Now, due process is even simpler than that. If we now allow the government to disappear people whom the government claims without any showing beyond, “trust us” are terrorists, criminals, or even just unsavory, what on earth is to stop the government from showing up at your door and disappearing you?
“But I’m a citizen!”
Ah, but the government also claims you’re a terrorist, and maybe not really a citizen.
I bet you’d like your day in court to prove who you really are—and to force the government to confront you with evidence supporting its accusation?
On Monday, The Atlantic published the first piece that took me by surprise in a long time. The sheer stupidity of the thing, the Keystone Kops imitation our most senior defense and intelligence leaders performed…I knew these folks were not our best and brightest, but it’s grimly disappointing when they confirm your suspicions.
There’s been plenty of writing about OPSEC (there wasn’t any), about the stunning incompetence of inviting on Jeffery Goldberg, of all people, into the chat. About the intelligence boon it is to Russia and China to learn how these people speak about Europe, about making decisions. About whether this is a fireable offense for any or all of those involved.

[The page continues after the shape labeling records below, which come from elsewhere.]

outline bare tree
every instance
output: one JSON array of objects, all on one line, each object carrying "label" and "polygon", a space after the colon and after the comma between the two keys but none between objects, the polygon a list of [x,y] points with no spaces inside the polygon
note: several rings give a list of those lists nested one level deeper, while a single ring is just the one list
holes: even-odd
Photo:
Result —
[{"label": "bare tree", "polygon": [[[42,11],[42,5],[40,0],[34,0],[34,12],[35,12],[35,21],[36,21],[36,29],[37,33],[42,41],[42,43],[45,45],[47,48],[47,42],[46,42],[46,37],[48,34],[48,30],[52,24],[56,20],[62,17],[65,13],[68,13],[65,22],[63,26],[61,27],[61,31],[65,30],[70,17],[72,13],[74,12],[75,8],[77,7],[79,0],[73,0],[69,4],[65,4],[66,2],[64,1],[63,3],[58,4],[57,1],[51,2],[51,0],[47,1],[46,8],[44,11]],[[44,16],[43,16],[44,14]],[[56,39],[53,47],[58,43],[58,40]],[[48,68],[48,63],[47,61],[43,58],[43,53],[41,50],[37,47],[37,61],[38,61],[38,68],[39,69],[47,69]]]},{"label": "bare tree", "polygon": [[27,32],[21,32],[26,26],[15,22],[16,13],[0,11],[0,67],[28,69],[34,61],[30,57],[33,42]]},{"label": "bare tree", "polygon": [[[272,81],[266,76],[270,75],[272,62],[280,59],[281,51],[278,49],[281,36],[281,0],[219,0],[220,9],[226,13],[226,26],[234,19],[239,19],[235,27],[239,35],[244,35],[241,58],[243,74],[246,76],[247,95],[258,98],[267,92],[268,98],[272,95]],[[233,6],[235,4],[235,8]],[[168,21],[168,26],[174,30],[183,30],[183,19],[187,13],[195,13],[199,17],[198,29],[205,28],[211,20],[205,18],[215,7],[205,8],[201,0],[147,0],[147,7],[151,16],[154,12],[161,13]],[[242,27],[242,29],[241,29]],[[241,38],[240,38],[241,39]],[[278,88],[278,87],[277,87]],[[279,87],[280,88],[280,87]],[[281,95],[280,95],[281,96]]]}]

That’s not what I want to discuss. What occurs to me as the most critical takeaway is this: not a single one of these people asked, “Hey, why the fuck are we doing this on Signal?” In fact, there’s a line early in the chat about pulling in people from another chat.
I propose this, which I think is obvious: using Signal is the way the Trump administration does business. It’s not that they don’t have access to SCIFs (every senior leader has one built into their house) or that there aren’t secure governmental communications channels.
It’s that they don’t want a record of what they’re doing. And yes, this violates all kinds of government recordkeeping laws. That’s bad, but that’s still missing the point.
How was the mass deportation of these supposed Venezuelan gang members planned? How were they identified and confirmed? How the hell did DHS hone in on a PhD student at Tufts who wrote an op-ed arguing against the treatment of Palestinians (not in favor of Hamas)?
The whole point is to keep this off the books, so even if the government winds up in court, there’s no record of their decision-making or of their diligence.
This is the behavior of a government that wants no checks on its power, that wants to vitiate the agreement between government and the governed. It is the clear assertion that the government does not answer to anybody.
We’ve seen this before. When I wrote about the administration’s attacks on lawyers and law firms, and Paul Weiss’s pathetic folding to the administration’s demands, it wasn’t just a sideshow, it was the same move. Discredit or intimidate the intermediaries of accountability. Undermine the people and institutions whose job it is to slow the process down, demand proof, insist on procedure. Because once you break the expectation that the government must explain itself—to the courts, to lawyers, to the public—it becomes free to act in darkness.
Signal threads, ICE raids, the demonization and taming of legal advocates—none of this is accidental. It is a pattern. A strategy. A message.
The process is the point.
If you think this stops with immigrants or dissenting students, you haven’t been paying attention.